Concerns about Wang's candidacy are fueled primarily by the US' unsubstantiated accusations that China stole its technologies and trade secrets through espionage and other means. China has used some US technologies, yes, but through legal market transactions. Just like any other developing or developed country, China has also faced its own fair share of challenges when it comes to protecting IP, but its progress in the area should be clear to any fair-minded person. Today, China is a global innovation leader and needs a robust international IP protection system more than ever. Furthermore, it is also important to note that these US' accusations are entirely irrelevant in discussion about Wang's candidacy because, as Cohen wrote, "many of these policy issues are not within the domain of WIPO." 

However, the security of the PCT system is indeed a paramount issue that must be addressed properly. But the solution lies in the WIPO's internal mechanism that oversees the system. If there are loopholes, including allowing the director general too much discretion, they should be closed promptly via internal reforms. That could also be an area where Wang could help immensely because, as assistant director general between 2006 and 2009, she was also in charge of the WIPO's security system. 

Another concern raised by some is related to the WIPO's relationship with China. Would Wang, if elected, favor China and turn a blind eye to issues with China's IP policies? Again, such questions are based on accusations that China lacks proper IP protections and is ignorant of the WIPO's mandate. The fact is that China has been intensifying efforts in recent years to enhance IP protections in both legislation and law enforcement.

There is no evidence or reason whatsoever that Wang - who has spent 28 years working at the agency and 17 working in China - cannot perform her job in a professional and impartial manner if elected, just like the heads of all other international organizations who are citizens of different countries around the world. 

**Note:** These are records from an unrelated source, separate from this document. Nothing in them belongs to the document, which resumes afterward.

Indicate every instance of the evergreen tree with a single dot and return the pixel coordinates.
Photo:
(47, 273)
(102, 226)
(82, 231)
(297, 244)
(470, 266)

If anything, Wang's appointment as director general could boost cooperation between the WIPO and China in promoting protections not just in China but around the world. China's experience in creating a robust IP protection system in less than four decades could be of great value to other developing countries. Given Wang's experience working in the multilateral agency for nearly three decades, Wang also possesses a deep understanding of the IP demands of all countries and can push for inclusive and constructive talks to help all sides reach common ground.

The significant extra political attention this election has received shows that improving relations among all member states is a pressing issue for the WIPO, whose most important mission is to facilitate global cooperation. As Cohen noted, by adopting a collaborative and balanced approach, Wang could also help improve the WIPO's relationship with the US. Despite the political differences between China and the US, an balanced and efficient global IP system is in the interests of both China and the US, and of all other member states. Given her educational and professional background, Wang is best equipped to pursue the delicate task of balancing different demands.

Apart from the extensive professional expertise she can bring to the WIPO, Wang, if elected, would also make history. She would be the first female director general in the WIPO's 53-year history. That would also be highly significant at a time when promoting gender equality in the workplace has become an increasingly critical global necessity.

All in all, Wang is a strong candidate for director general of the WIPO. It is hoped that as member states prepare to cast their votes next week, they will consider her professional merits rather than allowing themselves to be clouded by baseless political attacks from the US. Washington has no credibility in this matter as it, under its "America first" agenda, is attempting to dismantle the global governance system wherever it believes its own interests are not placed above those of other countries.